Bence şunu söyleyerek başlamak doğru olur: Bence Mimarlar Odası'nın yabancı mimarlarla bir sorunu yok. Şayet bir yabancı Mimarlar Odası'na, Türkiye'de standart olarak verilen nitelikte bir mimarlık eğitime vakıf olduğunu ispatlayabilirse, kendi pratiğini açma hakkına sahip oluyor. Ancak yalnızca eleman olarak Türkiye'de bir mimarlık ofisinde çalışıyorsanız, Mimarlar Odası'ndan gerekli izinleri almanız lazım. Ben burada yıllar boyunca çalıştım ve bu on sene içinde her iki senede bir yeni çalışma izni çıkarmam gerekiyordu. Bu da Çalışma Bakanlığı açısından zorlu bir süreçti. Ama bunu da anlayabiliyordum.
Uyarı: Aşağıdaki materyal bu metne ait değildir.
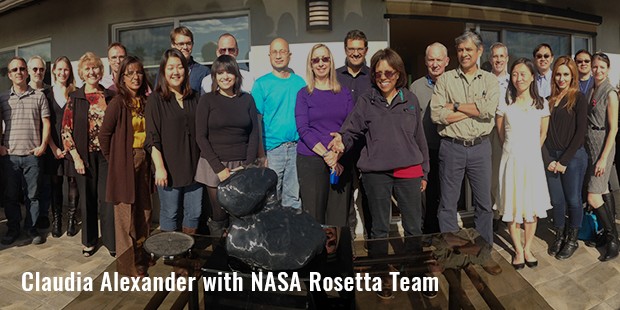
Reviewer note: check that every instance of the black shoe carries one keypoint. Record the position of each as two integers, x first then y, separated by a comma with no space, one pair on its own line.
36,236
43,222
10,237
Çünkü doktor, avukat, mimar ve mühendisler gibi insan hayatını doğrudan etkileyen meslekler söz konusu olduğunda, uluslararası bir takım standartlar var. Dolayısıyla ülkede özellikle bu alanlarda çalışmak isteyen insanların, bunu başaracak bilgi ve birikime sahip olduğundan emin olunmak isteniyor. Bence bu iyi de bir şey. Ama maalesef çok karmaşık! Örneğin ben her seferinde Ankara'ya giderek bir kağıt savaşında kayboluyordum.
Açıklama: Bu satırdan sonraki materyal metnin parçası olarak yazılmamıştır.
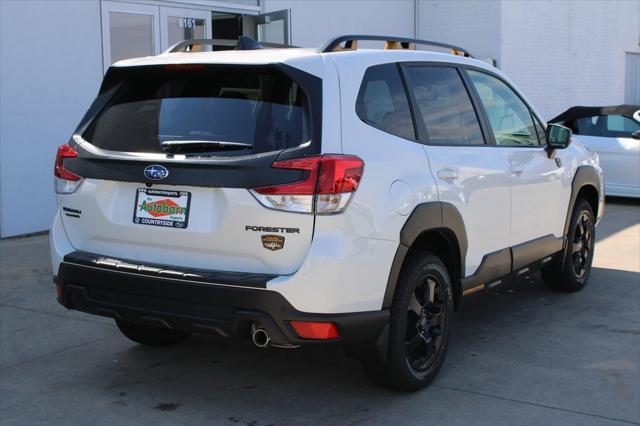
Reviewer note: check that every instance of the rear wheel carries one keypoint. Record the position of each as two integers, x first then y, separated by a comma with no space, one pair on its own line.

Kendi büronuzu açabilmeniz için gerekli lisanslara nasıl sahip oldunuz?
En sonunda dayanamadım ve "Lütfen bana burada mimar olmak için, yani bir mimarlık bürosu açmak için ne yapmam gerektiğini söyleyin" dedim. Bana yalnızca bir olanak olduğunu söylediler: Bir Türk ile evlenmek! (gülüyor) Yani Türk vatandaşı olmak... Fakat bu tartışma konusu dahi olamazdı çünkü Avusturya çifte vatandaşlık kabul etmiyor. Evlensem bile –ki vatandaşlık hakkı için bunu asla yapmazdım- Avusturya vatandaşlığımı kaybedecektim. Dolayısıyla Türk vatandaşlığına geçmemin benim için büyük avantajları olsa da, bu bir soru değildi. Şayet bir gün Avusturya çifte vatandaşlığı kabul edecek olursa, ben de Türk olmayı düşünebilirim. (gülüyor)
Öyleyse sorunlar nasıl çözüldü? Bir yabancı nasıl Mimarlar Odası'na kayıtlı resmi bir mimar oldu?
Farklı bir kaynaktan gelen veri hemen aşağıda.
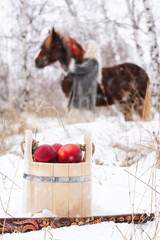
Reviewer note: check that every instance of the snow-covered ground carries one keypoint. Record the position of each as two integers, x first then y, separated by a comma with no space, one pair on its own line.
124,174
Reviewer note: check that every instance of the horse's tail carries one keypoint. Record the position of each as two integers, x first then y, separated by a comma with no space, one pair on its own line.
147,104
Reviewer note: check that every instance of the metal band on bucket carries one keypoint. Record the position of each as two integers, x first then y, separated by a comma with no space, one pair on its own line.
57,179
Sonrasında yasalar değişti. Benim de burada ne kadar sene nerelerde mimar olarak çalıştığımı kanıtlamam gerekiyordu –ki bunu yapabiliyordum. Tüm bürokratik işleri hallettikten sonra ise kendi büromu açma hakkına sahip oldum. Sanırım Türkiye'de o kadar çok iş yaptım ki bana güvendiler. (gülüyor) Ama bildiğim kadarıyla bir tek ben değilim bunu yapan. Bir kişi daha olması lazım... Yine de biliyorum ki bu alışıldık bir hikaye değil. Sonuç olarak yasalar değişti ve benim yararıma işledi.
Görüştüğüm Amerikalı bir mimar, sizin bu hikayenizi zorlayarak, üstüne giderek ve hatta savaş ile kazanılmış bir zafer olarak biliyordu.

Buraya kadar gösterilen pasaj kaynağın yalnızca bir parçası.